Iconix Pharmaceuticals, a Mountain View, Calif., chemogenomics company, has been happily compiling a database of chemical compounds and gene expression profiles for the past three years. But by the time the database, called DrugMatrix, began creeping toward 100 million data points a year ago, it was simply too large for Iconix’s researchers to extract meaningful information from it using standard data-mining tools, according to COO Leslie Browne.
Luckily, an Iconix scientist was aware of a research group led by Laurent El Ghaoui in the department of electrical engineering and computer science at the University of California, Berkeley. An expert in the analysis of very large data sets for the financial industry and other domain areas, El Ghaoui had developed a set of linear discriminant analysis algorithms that had not yet been used for life science data.
“We realized that the tools we were using needed to be supplemented,” Browne said, so he and his colleagues compared El Ghaoui’s algorithms to software from several commercial vendors in a bake-off-style evaluation using “a slice” of the data in DrugMatrix. “We said, ‘Here’s the data, tell us what you see.’ And El Ghaoui’s algorithms did the best job,” Browne explained.
Last week, Iconix announced that it had signed an exclusive license for the UC Berkeley technology, which will be incorporated in a new set of data-mining tools it is developing for its database. Browne said that Iconix has already used the new algorithms to extract several new “Drug Signatures”— collections of biomarkers that characterize unknown compounds with regard to toxicity, on- and off-target effects, and mechanism of action — from the information in DrugMatrix.

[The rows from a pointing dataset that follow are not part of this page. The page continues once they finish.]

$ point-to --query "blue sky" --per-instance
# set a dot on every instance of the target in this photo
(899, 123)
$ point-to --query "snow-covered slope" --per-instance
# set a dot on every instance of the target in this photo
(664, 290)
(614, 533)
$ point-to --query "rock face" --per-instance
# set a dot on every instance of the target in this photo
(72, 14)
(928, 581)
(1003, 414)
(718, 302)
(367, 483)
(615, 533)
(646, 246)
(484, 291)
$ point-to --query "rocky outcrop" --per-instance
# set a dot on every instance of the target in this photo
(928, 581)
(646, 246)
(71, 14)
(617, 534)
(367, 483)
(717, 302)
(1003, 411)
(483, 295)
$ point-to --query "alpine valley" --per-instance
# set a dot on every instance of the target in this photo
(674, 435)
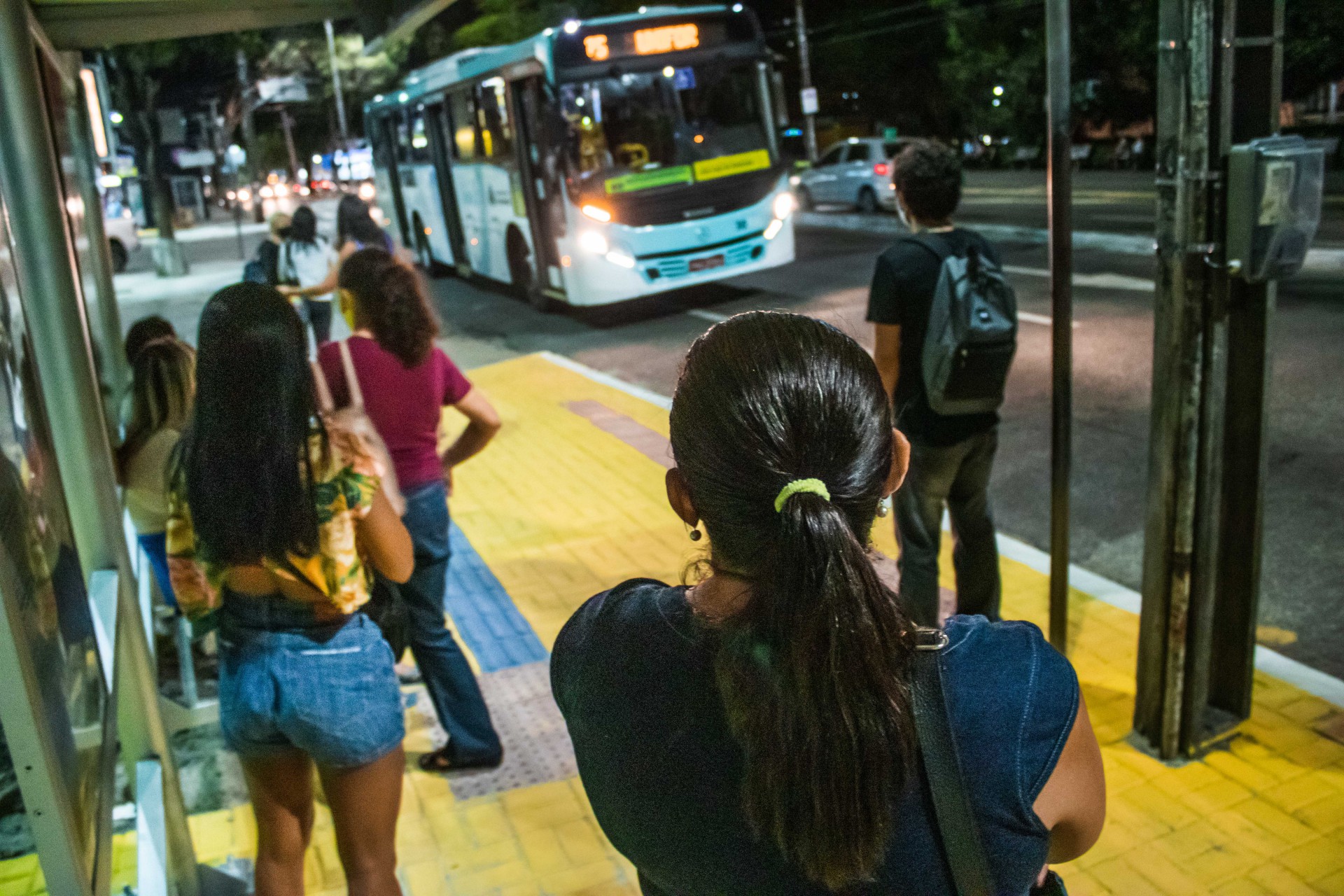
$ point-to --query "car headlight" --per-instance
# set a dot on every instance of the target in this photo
(593, 242)
(596, 213)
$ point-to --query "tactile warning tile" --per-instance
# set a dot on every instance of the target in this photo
(483, 613)
(537, 745)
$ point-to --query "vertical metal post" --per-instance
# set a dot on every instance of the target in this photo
(336, 89)
(54, 312)
(809, 121)
(1059, 187)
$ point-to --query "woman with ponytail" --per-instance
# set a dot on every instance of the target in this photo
(755, 734)
(406, 383)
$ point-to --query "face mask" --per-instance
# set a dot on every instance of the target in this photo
(347, 307)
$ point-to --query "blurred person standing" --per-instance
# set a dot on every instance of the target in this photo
(163, 382)
(756, 734)
(952, 454)
(406, 383)
(273, 519)
(355, 230)
(305, 260)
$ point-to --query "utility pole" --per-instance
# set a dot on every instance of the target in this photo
(1219, 83)
(286, 124)
(249, 174)
(340, 99)
(1059, 186)
(809, 115)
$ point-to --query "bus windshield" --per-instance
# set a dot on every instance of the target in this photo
(678, 125)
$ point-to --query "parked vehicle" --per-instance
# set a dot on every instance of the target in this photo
(854, 172)
(122, 238)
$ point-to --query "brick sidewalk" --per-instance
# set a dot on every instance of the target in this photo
(570, 500)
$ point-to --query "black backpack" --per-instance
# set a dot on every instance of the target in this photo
(972, 332)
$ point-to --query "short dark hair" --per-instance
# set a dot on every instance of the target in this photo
(929, 181)
(146, 331)
(390, 298)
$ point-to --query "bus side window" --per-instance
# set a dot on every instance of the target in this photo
(463, 121)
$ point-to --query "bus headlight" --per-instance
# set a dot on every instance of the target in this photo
(593, 242)
(596, 213)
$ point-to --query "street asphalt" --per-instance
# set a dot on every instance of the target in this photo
(1303, 596)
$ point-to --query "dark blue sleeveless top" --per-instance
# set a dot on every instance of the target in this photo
(634, 675)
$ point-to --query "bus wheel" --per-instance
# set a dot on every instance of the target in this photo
(521, 273)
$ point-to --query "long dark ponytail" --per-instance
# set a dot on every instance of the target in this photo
(813, 672)
(246, 458)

According to Browne, the new algorithms offered an order-of-magnitude improvement over the data-mining methods the company was using previously to predict characteristics. “We started out modestly,” he said, “and we were able to use off-the-shelf tools to analyze the data.” However, he noted, the company has now completed gene expression experiments for tissues to which 550 different chemical compounds were added. “The chip has 10,000 genes, and there are about 24 arrays per experiment, so when you multiply 550 by 24 by 10,000 genes, you get some kind of an idea about what’s in this database,” Browne said.

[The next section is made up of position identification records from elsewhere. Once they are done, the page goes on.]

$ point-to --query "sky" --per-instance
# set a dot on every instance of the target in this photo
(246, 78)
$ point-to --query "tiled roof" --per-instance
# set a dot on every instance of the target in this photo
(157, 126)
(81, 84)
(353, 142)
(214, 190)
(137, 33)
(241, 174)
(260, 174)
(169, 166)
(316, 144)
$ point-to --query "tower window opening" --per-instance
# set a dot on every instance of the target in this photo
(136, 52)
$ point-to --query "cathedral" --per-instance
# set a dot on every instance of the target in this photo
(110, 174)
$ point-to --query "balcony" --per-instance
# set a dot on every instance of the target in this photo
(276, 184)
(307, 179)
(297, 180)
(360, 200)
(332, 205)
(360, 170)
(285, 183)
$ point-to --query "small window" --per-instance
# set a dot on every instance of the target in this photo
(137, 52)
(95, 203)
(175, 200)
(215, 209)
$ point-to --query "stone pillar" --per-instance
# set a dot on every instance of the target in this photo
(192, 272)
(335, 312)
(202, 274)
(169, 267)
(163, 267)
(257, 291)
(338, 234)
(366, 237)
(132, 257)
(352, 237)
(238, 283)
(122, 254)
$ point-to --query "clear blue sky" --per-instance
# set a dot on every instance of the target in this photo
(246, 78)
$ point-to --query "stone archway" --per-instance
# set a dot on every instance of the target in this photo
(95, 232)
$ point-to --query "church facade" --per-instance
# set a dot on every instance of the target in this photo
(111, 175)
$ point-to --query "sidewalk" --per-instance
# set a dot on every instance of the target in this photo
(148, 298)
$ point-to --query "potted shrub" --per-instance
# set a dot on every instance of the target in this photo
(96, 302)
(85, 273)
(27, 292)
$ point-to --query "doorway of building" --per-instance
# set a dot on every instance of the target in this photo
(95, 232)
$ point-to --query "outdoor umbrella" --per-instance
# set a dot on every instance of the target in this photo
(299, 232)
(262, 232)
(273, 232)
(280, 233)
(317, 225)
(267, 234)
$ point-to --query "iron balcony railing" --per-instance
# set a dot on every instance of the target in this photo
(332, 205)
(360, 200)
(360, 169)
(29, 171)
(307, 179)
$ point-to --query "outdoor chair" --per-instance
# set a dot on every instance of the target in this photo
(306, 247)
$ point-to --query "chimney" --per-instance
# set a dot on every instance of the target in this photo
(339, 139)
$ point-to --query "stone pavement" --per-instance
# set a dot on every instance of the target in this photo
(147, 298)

Iconix sells subscriptions to DrugMatrix, which includes a set of data-mining tools. The new algorithms “will ultimately make their way into the product, but they’re not embedded at the moment…depending how the business develops, we’d like to offer it to customers as well,” Browne said.
For now, the company is keeping the new technology to itself while it identifies additional Drug Signatures — the key building block for its predictive chemogenomics platform. In a typical analysis, Iconix uses the Drug Signatures to predict the toxicology effects and methods of action for several compounds of interest to a pharmaceutical company. “We can see the properties of the compound because we can see the individual signatures embedded in the overall global expression profile of the candidate compound,” Browne said.
Iconix is already benefiting from the improved analysis technology, according to Browne, and just wrapped up the analysis of five different data sets for a pharmaceutical company using its new Drug Signatures.